Lima

83 15 2
                                    

Assalamu'alaykum, haii^^
Udah sholat kaaaaan?^^ Sholat dulu sebelum lanjut baca cerita ini yaaaaaa.  Karena cerita ini nggak ada apa-apanya dibanding sholat kamu^^ Nggak ada apa-apanya sama sekali :''

...

Victoria P. O. V

Pesawat yang aku tumpangi segera take off, para pramugari masih mondar mandir melihat kesiapan penumpang. Khawatir masih ada penumpang yang belum memasang seatbelt.

Aku menghela napas kasar dengan sengaja. Biar saja, biar Ray dengar kalau aku sama sekali tidak mau berada di sampingnya!

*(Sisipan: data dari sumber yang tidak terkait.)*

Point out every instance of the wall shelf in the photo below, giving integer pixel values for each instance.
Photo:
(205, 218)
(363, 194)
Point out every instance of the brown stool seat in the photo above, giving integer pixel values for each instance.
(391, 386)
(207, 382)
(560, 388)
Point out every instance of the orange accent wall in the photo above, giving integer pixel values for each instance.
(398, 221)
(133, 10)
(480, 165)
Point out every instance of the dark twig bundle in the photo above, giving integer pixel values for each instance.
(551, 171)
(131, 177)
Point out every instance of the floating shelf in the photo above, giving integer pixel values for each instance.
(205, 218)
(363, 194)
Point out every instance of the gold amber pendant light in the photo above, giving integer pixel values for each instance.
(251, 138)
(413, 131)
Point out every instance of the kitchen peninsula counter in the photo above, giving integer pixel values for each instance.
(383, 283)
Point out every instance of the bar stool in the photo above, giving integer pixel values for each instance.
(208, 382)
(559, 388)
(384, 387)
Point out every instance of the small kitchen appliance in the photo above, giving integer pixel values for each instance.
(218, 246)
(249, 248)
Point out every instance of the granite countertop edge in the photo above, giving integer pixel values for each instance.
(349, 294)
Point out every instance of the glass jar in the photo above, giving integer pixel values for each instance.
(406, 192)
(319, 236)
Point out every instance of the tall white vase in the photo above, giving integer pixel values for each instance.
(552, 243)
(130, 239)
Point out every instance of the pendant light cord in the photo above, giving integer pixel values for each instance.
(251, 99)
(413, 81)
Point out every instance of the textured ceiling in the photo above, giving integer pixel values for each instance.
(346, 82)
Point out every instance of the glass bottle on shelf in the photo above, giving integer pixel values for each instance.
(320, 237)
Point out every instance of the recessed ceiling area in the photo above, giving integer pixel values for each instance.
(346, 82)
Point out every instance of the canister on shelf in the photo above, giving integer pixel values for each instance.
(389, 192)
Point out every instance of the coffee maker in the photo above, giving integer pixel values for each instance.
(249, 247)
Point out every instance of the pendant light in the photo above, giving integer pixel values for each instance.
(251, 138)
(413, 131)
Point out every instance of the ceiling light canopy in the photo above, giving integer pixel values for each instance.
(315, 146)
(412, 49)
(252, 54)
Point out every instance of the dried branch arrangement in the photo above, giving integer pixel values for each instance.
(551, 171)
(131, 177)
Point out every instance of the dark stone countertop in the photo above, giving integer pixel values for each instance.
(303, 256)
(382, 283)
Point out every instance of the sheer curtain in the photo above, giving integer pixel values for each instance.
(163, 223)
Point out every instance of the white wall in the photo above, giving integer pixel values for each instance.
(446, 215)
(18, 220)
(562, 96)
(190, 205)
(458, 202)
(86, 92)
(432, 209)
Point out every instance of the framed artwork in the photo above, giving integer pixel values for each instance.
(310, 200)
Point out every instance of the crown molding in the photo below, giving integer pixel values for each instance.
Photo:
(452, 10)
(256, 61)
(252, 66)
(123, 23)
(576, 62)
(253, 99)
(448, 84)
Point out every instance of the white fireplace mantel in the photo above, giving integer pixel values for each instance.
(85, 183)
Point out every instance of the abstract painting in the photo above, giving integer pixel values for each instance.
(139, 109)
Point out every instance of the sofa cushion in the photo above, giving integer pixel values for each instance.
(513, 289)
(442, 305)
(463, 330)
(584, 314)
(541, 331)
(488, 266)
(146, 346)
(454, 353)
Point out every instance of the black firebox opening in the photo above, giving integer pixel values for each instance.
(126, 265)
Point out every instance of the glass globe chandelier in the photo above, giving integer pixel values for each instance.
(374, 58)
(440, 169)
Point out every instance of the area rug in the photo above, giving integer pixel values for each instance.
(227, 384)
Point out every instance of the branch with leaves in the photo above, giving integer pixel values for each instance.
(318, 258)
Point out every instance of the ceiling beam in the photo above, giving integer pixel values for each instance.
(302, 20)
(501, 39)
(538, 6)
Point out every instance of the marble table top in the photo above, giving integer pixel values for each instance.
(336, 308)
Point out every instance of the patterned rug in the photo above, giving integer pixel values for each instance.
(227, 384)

Pengalihan isu ini memang benar-benar menyebalkan.

Tapi mau bagaimana lagi?

Masih untung juga sih Ray mau membantuku. Tapi bagaimana dengan kabar jantungku yang berdetak tidak normal seperti biasanya? Ck!

Wajahku masih memberengut kesal mengingat percakapan di telepon dengan om Fearon saat berangkat ke bandara tadi. Ternyata kemarin om berpura-pura terlihat terburu-buru. Kemarin itu, om pulang ke LA dengan pesawat pribadi milik Ray.

Ah, yang benar saja, mengapa om harus berbohong sih?

Mengapa lama-lama aku merasa mereka yang begitu senang menjalankan pengalihan isu daripada aku sendiri?

Aku juga kesal mengetahui kalau Ray memilih menggunakan pesawat umum daripada pesawat pribadinya. Alasannya karena ia ingin pengalihan isu berjalan dengan lancar supaya orang-orang membicarakan ia dan aku yang pergi bersama. 

Oh ayolah, percaya diri sekali dia kalau akan ada orang-orang yang peduli dengannya?

Memang sih, tadi juga banyak sekali yang mengajaknya berbicara, tapi mana aku tahu kalau itu bukanlah orang-orang bayarannya?

Meski tetap sih, Railo memesan kelas bisnis, tapi sebetulnya ia mampu kan membeli first class agar aku tidak perlu duduk berdampingan dengan dirinya?

Saat di perjalanan tadi pun aku terus menanyainya beberapa pertanyaan, seperti soal kemarin di bus.

Mengapa orang suruhannya eh maksudnya sahabatnya yang terlihat seperti preman itu berani sekali menembakan peluru di dalam bus?

Bahaya sekali bukan?

Bagaimana kalau peluru itu melukai seseorang atau bahkan bisa merenggut nyawa salah satu penumpang bus?

Tapi ternyata semua itu telah diatur olehnya dengan ide om Fearon dan juga dimintai perizinan dari om, yang segala risikonya sudah diperhitungkan terlebih dulu.

Pantas saja polisi kemarin seolah  tidak tahu ada apa-apa, karena tepatnya mereka pura-pura tidak tahu.

Om Fearon adalah kepala polisi LAPD (Los Angeles Police Department) jadi ya mungkin mudah sekali bagi om untuk meminta perizinan kepada kepolisian Chicago.

Aku menghela napas lagi, mulai memikirkan berbagai peristiwa dari kemarin.

Apa spesialnya aku?

Sampai-sampai mereka semua rela menghabiskan waktunya untuk menolongku?

Menolongku?

Apakah benar mereka semua menolongku?

Kalau om Fearon, aku tahu. Om Fearon murni menolongku, karena aku tahu bagaimana om Fearon menyayangiku.